First of as I have said. If a hacker wants your files its gonna be vastly easier to hack your PC than it would be to hack Dropbox. Now if your the kind of person who uses low strength passwords like your surname or even passwords like "password" I have seen people use password hints telling them what their password is. 

Also got luck hacking Dropbox when you use their 2 step verification. They send a text to the phone you have with a code. This code changes every time you log in. 

So not only would you need the username and password you would also need the cell phone owned by this account. 

Did you hear about the backdoor the NSA have built into all desktop CPU's. I think it was snowden who released this info. Its would take the NSA hundreds of years to crack 256bit encryption on just one file. But why do that when you have 24/7 access to every PC connected to the net with a click of a button.


----------



## Spencer (Jul 6, 2005)

pcplumber said:


> The following paragraph is written by Dropbox. It says their employees are prohibited from viewing content in your files. This tells me that they have the ability to view your files and it doesn't say they don't have the ability to view your files. I don't see anything here that tells me that encryption inhibits their ability to view your files. Then, it says they will view your files when legally required to do so. I suppose that means when our government tells them to produce your files even without a court order. Here is the best reason I would never use Dropbox. It is because you may get sued by someone and their attorney subpoenas Dropbox to produce copies of all your files and these include files you thought you deleted. Now, attorneys, the courts, your plaintiff and the entire world has access to things they never knew about, things they had no reason to know and things that could be detrimental.
> 
> FROM DROPBOX:
> Other Dropbox users can't see your files in Dropbox unless you deliberately share links to files or share folders. Dropbox employees are prohibited from viewing the content of files you store in your account. Employees may access file metadata (e.g., file names and locations) when they have a legitimate reason, like providing technical support. Like most online services, we have a small number of employees who must be able to access user data for the reasons stated in our privacy policy (e.g., when legally required to do so). But that's the rare exception, not the rule. We have strict policy and technical access controls that prohibit employee access except in these rare circumstances. In addition, we employ a number of physical, technical, and heuristic security measures to protect user information from unauthorized access.
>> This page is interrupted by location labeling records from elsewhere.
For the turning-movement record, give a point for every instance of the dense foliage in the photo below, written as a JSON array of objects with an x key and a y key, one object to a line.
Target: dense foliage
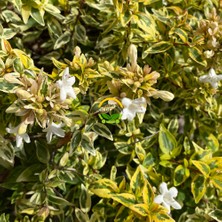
[{"x": 110, "y": 110}]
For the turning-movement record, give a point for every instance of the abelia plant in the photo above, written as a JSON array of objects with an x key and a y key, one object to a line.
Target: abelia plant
[{"x": 110, "y": 110}]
I just think you're being excessively anal on this subject. My thought is simply, who cares? I guess I'm just not that important of a person to think that there is anyone just waiting around to hack hack into my drop box account to see how I "really" did this year.

If we were talking about identity theft I would understand where you are coming from. But from the beginning we've just been talking about financial records. I really don't give a rip if the government or anyone else sees how much I spent at lowes last year. And if my competition is that desperate that they would pay drop box employees to compromise my quickbook file in drop box they can have it. 

I can also tell you that if you think your hard drive is safe in a "fireproof safe" you're dreaming. I good fire will melt anything in that sucker. I just had an acquaintance loose a lot of good stuff that was stored in a liberty safe. They are as good as any on fire rating. No way would electronics last in there in the event of a real fire. Thats why I want my stuff on a cloud. Let the government see what they want. I just don't want to PIA of not having years of financial records because of a fire, tornado, theft, whatever.


----------



## onmywayup (Aug 18, 2012)

My qb file, and the rest of my business files including customer files are even better than backed up to Dropbox... They are literally stored in Dropbox so they are automatically backed up every time I close them down. Plus Dropbox is saving a few past versions of each file in case I f something up


----------



## DeBernardi (Oct 2, 2014)

My boss purchased a 4TB cloud storage device. All of our files go on there and we have a cloud we can access from anywhere.


----------



## pcplumber (Oct 12, 2008)

Dropbox is not or, at least, recently, not as safe as everyone is saying.

the 2nd article says you do not need a password to get into someone's Dropbox.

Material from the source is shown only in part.